We are about to go through an historic change in the fashion system. Cracks are forming and designers and fashion houses are trying to fix them before the walls come down.
But is it for the better good, or is the industry panicking. Over the last few years the conversation about fashion and its old ways has been masticated by the fashion pack, chewed around and never swallowed. Until designers started saying "no more."
the leaders of the pack slowly bowed out as large houses put strain on creative minds. In the last few days the face of fashion shifted. Tectonic plates under the once glorious and lush fashion kingdom have awoken and slowly and surely the proverbial fashion planes are shifting and colliding.
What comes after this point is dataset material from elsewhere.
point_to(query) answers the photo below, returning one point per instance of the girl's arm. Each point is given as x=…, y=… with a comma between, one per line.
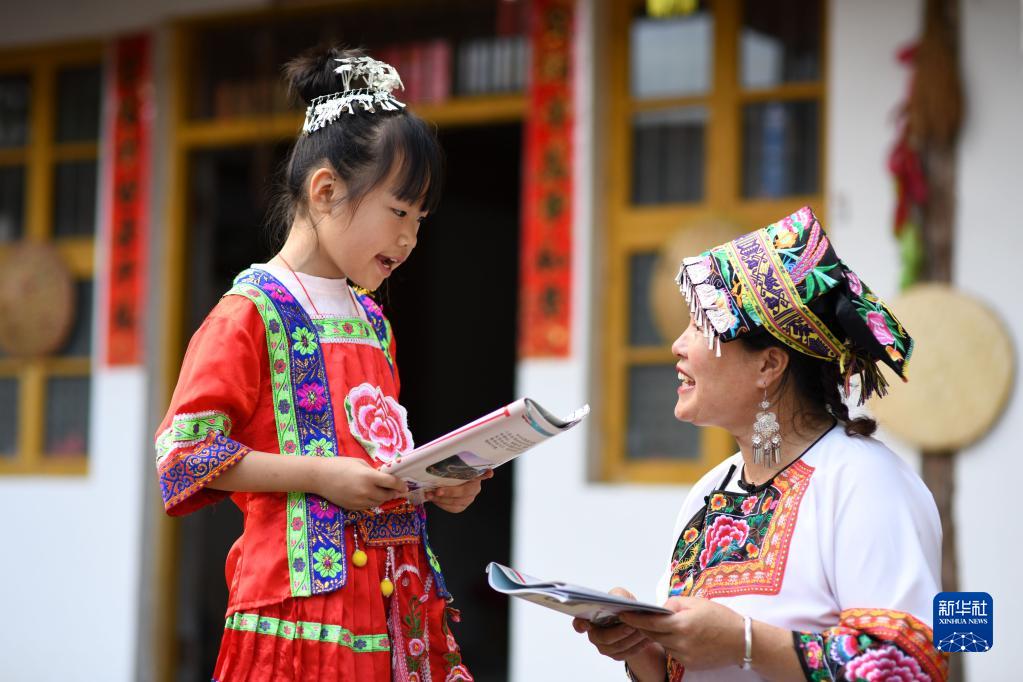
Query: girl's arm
x=347, y=482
Uncertainty poring through the gaps and people running for hills.
Burberry, Tom Ford and one of the most influential houses of the moment, Vetements have announced in the last few weeks that they will be showing mens and women's collections together.
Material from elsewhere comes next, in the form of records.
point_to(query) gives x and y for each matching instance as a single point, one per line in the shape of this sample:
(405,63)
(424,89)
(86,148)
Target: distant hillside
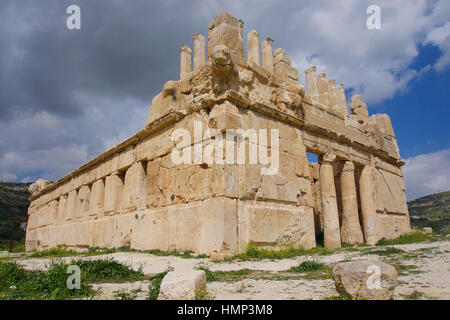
(13,210)
(431,211)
Burberry have announced they will be showcasing seasonless collections and that they also want to make the collections available to buy directly after the show, online and in store.
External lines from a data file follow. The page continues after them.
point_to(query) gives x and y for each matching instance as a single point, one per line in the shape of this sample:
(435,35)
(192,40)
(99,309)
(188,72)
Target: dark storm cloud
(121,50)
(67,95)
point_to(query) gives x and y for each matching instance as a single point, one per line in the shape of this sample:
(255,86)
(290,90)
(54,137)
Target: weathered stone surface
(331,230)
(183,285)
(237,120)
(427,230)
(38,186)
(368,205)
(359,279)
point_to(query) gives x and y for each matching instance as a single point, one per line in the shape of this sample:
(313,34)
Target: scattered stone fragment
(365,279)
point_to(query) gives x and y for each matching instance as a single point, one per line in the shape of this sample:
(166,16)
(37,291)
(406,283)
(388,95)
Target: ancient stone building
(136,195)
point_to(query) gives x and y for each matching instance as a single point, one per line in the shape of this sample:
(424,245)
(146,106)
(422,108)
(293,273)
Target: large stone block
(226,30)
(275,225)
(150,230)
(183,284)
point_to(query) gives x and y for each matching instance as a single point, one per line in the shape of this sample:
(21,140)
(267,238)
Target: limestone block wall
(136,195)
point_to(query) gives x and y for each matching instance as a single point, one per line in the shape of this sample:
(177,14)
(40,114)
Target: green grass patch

In Burberrys case they are going to rename the shows to "February" and "September".
We want it now, the world has cried out, we cannot wait. The excitement of the shows dimmed by the time the collections reach the store six months after a presentation.
In Vetements case, they want to show mens and womens in January and June.
Each house applying different rules and process that they feel will best work for them and their customers in these digital times.
The BoF reported yesterday,
"So, our view is that, going forward, there will not necessarily be a single operating model that the entire industry employs, but rather a variety of ways in which designers will address the question of how to connect and transact with consumers in the digital age. We could go from one way of doing business, to multiple ways, each catering to the different strategies, end customers and business goals of a given brand." - Business of Fashion
Why does this effect us, you might be asking yourself.
Fashion is a hungry beast, one that is all consuming and leaves a nasty mess in its trail. Hurricane Mode, sucking up anything in its path. You might feel like you're in the land of Oz, but in actual fact you just have concussion and all that remains are those red bottomed Louboutins stuck to your feet.
Canzas is looking like the safe place again. But can the fashion industry get back there?
Production of collections will have to happen before a single customer/buyer has seen them. Predictions made on how well the sales of items no one has even had time to look at or consider. The impact on manufacture and consumption methods changing again.
You will have the products at the time you want them, and then you can wear them for six months before you buy something new, which I do think is a good thing. We need to appreciate fashion more.
But What does this mean for the menswear shows that have been so influential over the years. Merged with womens, does this mean the excitement and drive for innovation in menswear will be diluted? Are we moving to a more genderless fashion system?
Is this a progressive move to better how we interact and consume fashion? Or is this a desperate power struggle by houses looking to keep their place on the top spot? Time will tell.
Not all fashion business can work to this format, many younger new designers do not have the funds or investment to cope with the turn around that fashion feels that it needs. I think that innovation within the fashion system should come from the bottom up, like many design talent does today. It is the role of new designers to rework the system and speak to the people, they are the influencers of today, the voices that make a difference to a generation.